What I found was that when it comes to the potential increased risks of alternative valuations on RMBS the agencies are not oblivious to the new products being proposed. The types of appraisal alternatives that they were analyzing included hybrid appraisals, broker price opinions (BPOs), and automated valuation models (AVMs). They found that the types of appraisal alternatives vary across RMBS products, and the risks vary across the appraisal alternatives. Each valuation method presented different strengths and challenges.
As for specific concerns with the increased use of other types of valuation products outside the traditional appraisal the agencies are uneasy that alternatives to traditional appraisals are drawing increasing interest among US mortgage market participants, signaling the likelihood of increased use of these alternatives over the coming months and years. They found that such a shift would weaken the credit quality of new residential mortgage-backed securities (RMBS) unless the transactions mitigate certain risks.
The specific types of mitigants were, among other things, (1) use of products with stronger profiles, (2) the nature of their use, such as in quality control or as a primary valuation, (3) borrower or loan attributes that result in stronger and/or more predictable mortgage performance, or (4) additional RMBS credit enhancement.

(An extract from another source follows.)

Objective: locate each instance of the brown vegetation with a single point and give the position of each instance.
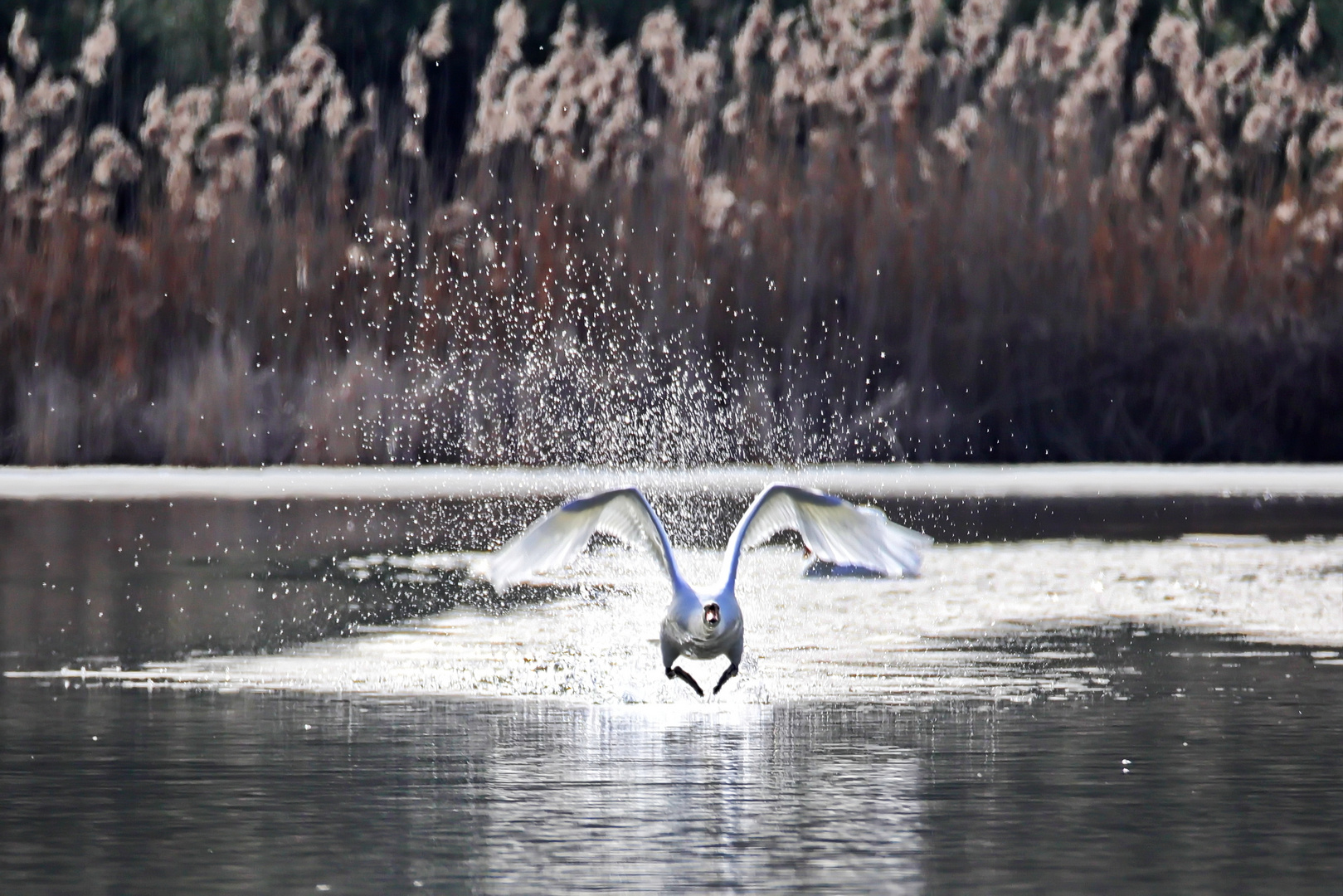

With increased risks being such a concern, there is an upside to the use of these products for specific uses. In some situations, greater use of the alternatives could potentially improve RMBS credit quality; for example, decisions to deploy cheaper valuation options could help preempt a shift toward smaller sampling during quality control or due diligence.
Even though the use of these products creates concerns about potential elevated risks, these products appear to be gaining momentum. This popularity is based on reduction of operational costs, increased efficiencies and/or response to the shrinking and aging ranks of US appraisers. This is why mortgage market participants are increasingly exploring the use of these alternatives to traditional appraisals for property valuations and, in some cases, starting to use them more. However, the rating agencies understand that the increased interest that they are drawing signal greater potential risks.
Loans which do not get a full appraisal would be exposed to new risks such as the quality of the evaluation as well as the lack of standardization of the evaluation process. The level of risk would also depend on certain offsetting factors, such as recently performed appraisals. Other limitations include the inability to pinpoint emerging risks critical to supporting the property valuation due to the inability to incorporate appraisal commentary or recent local news in the analysis.
In addition to the risks proposed by the alternative valuations, the concerns of increased risks are compounded when coupled with the increase in the threshold balance from $250,000 to $400,000 for loans made by banks that could use a property evaluation rather than full appraisals. Lima Ekram, AVP, Moody’s who spoke at the Valuation Expo in Chicago, provided the following response after the US Treasury’s report recommended the increased use of other valuation products:
“ If implemented, the policy would likely lead to the increased use of automated valuation models (AVMs) and hybrid appraisals to value residential properties in lieu of full appraisals, which could introduce new risks for RMBS, such as systemic model and data errors for AVMs, and for hybrid appraisals, the use of poorer quality information.”
While there is certainly no one advocating that the US housing market and economy are in a similar situation to that which occurred prior to the previous financial crisis, there are signs that point to obvious concerns which must be addressed. It is clear that there are red flags that must be fully observed and addressed, and the results fully vetted for worst-case scenarios.
No one wants to go down the same road we have traveled before. Therefore, it is imperative that all the caution signs are observed, and we are not just trying to change the name of the same old road we have traveled before.